# Now I kinda see what you guys in the midwest/east of to deal with



## Teslan (Aug 20, 2011)

So this last week I visited a friend of mine in Northern Indiana. He farms hay. I now understand when you guys talk about the what I consider smaller fields of 7-60 acres. All those trees everywhere. There aren't many larger fields that I saw larger then that. Somewhat hilly also. Then there is what my friend called his muck field. He uses it just for pasture for his cows. I also can see why you guys can't sell grass hay for the prices I can out west. In a normal moisture year there is enough pasture for most animals that just grows with rain moisture. Also I was amazed when he told me this pond they sometimes pump out of for irrigation fills up by itself! Just from the ground. I was impressed by the farms around there though. Very neat and well kept. Lots of Amish around his area. My friend does put up some very nice grass/alfalfa mix. It looked as good as any I've put up despite the humidity that makes putting up good quality hay more challenging then it is here. Kind of an interesting trip for me. Despite going to the Indianapolis Colts/Broncos game and my Broncos losing.


----------



## Vol (Jul 5, 2009)

Teslan said:


> . Kind of an interesting trip for me. Despite going to the Indianapolis Colts/Broncos game and my Broncos losing.


Better now than later....

Regards, Mike


----------



## mlappin (Jun 25, 2009)

All depends on where you're at in Northern Indiana, some pretty flat ground around us. Around the home farm getting rid of water is a bigger concern than ever having to add any. You get closer to town and go a mile north and the water table is so high no basements allowed in new houses. If you must have a basement they place it as deep as a crawl space is allowed then haul dirt in and build up around the basement walls. A mile the other direction and irrigation rules. The glaciers did some mighty funny things around here, one property we farm we keep adding drainage tile while across the road they keep adding pivots. Another friend in New Carlisle has hills so steep he's had an anhydrous tank or two roll over.

The trees add a whole new challenge to getting hay to dry, especially later in the year.


----------



## slowzuki (Mar 8, 2011)

Yup, its a whole lot easier to grow trees here than farm. Can't hardly stop the trees from growing. Cut them back every year but they keep coming.


----------



## Teslan (Aug 20, 2011)

mlappin said:


> All depends on where you're at in Northern Indiana, some pretty flat ground around us.

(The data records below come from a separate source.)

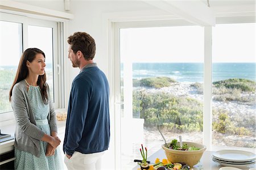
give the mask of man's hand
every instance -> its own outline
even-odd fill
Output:
[[[50,156],[54,155],[55,153],[55,148],[53,148],[49,143],[47,144],[47,147],[46,148],[46,156]]]
[[[67,156],[67,157],[68,157],[68,159],[69,159],[71,157],[71,156],[72,156],[72,155],[69,155],[66,154],[66,156]]]

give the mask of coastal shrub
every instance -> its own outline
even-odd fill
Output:
[[[190,86],[195,88],[198,94],[204,94],[204,86],[202,83],[196,82],[195,83],[191,84]]]
[[[219,101],[239,101],[241,98],[241,90],[240,89],[234,89],[233,90],[230,90],[230,93],[227,93],[214,95],[213,99]]]
[[[196,99],[139,90],[134,91],[133,99],[134,103],[140,103],[140,118],[147,127],[162,125],[169,131],[203,131],[203,104]],[[139,108],[133,107],[134,111]]]
[[[145,78],[141,80],[133,79],[133,84],[134,87],[144,86],[148,88],[160,88],[168,87],[171,83],[176,81],[172,78],[167,77]]]
[[[229,78],[213,82],[217,88],[225,86],[229,89],[240,89],[242,92],[255,92],[255,82],[245,78]]]

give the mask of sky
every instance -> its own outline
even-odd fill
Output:
[[[123,28],[121,58],[133,63],[203,63],[204,28],[200,26]],[[213,63],[255,62],[255,24],[213,27]]]
[[[19,64],[22,53],[22,31],[20,23],[0,21],[0,66]],[[39,48],[46,55],[46,63],[52,63],[52,28],[28,26],[28,47]]]

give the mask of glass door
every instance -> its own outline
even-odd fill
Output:
[[[115,27],[117,168],[131,169],[170,142],[203,143],[204,28]]]

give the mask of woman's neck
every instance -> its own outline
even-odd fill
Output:
[[[25,79],[30,85],[33,86],[38,86],[38,75],[28,75]]]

Around the home farm getting rid of water is a bigger concern than ever having to add any. You get closer to town and go a mile north and the water table is so high no basements allowed in new houses. If you must have a basement they place it as deep as a crawl space is allowed then haul dirt in and build up around the basement walls. A mile the other direction and irrigation rules. The glaciers did some mighty funny things around here, one property we farm we keep adding drainage tile while across the road they keep adding pivots. Another friend in New Carlisle has hills so steep he's had an anhydrous tank or two roll over.
> 
> The trees add a whole new challenge to getting hay to dry, especially later in the year.


I was very near Shipshewana. They pivots on my friends farm and he has a basement.


----------



## mlappin (Jun 25, 2009)

Teslan said:


> I was very near Shipshewana. They pivots on my friends farm and he has a basement.


Not a lot of deep muck in that direction if I recall. Here they dig 20 or 30 deep to mine the muck out for potting soil of all things. Let it fill with water and build houses around it later


----------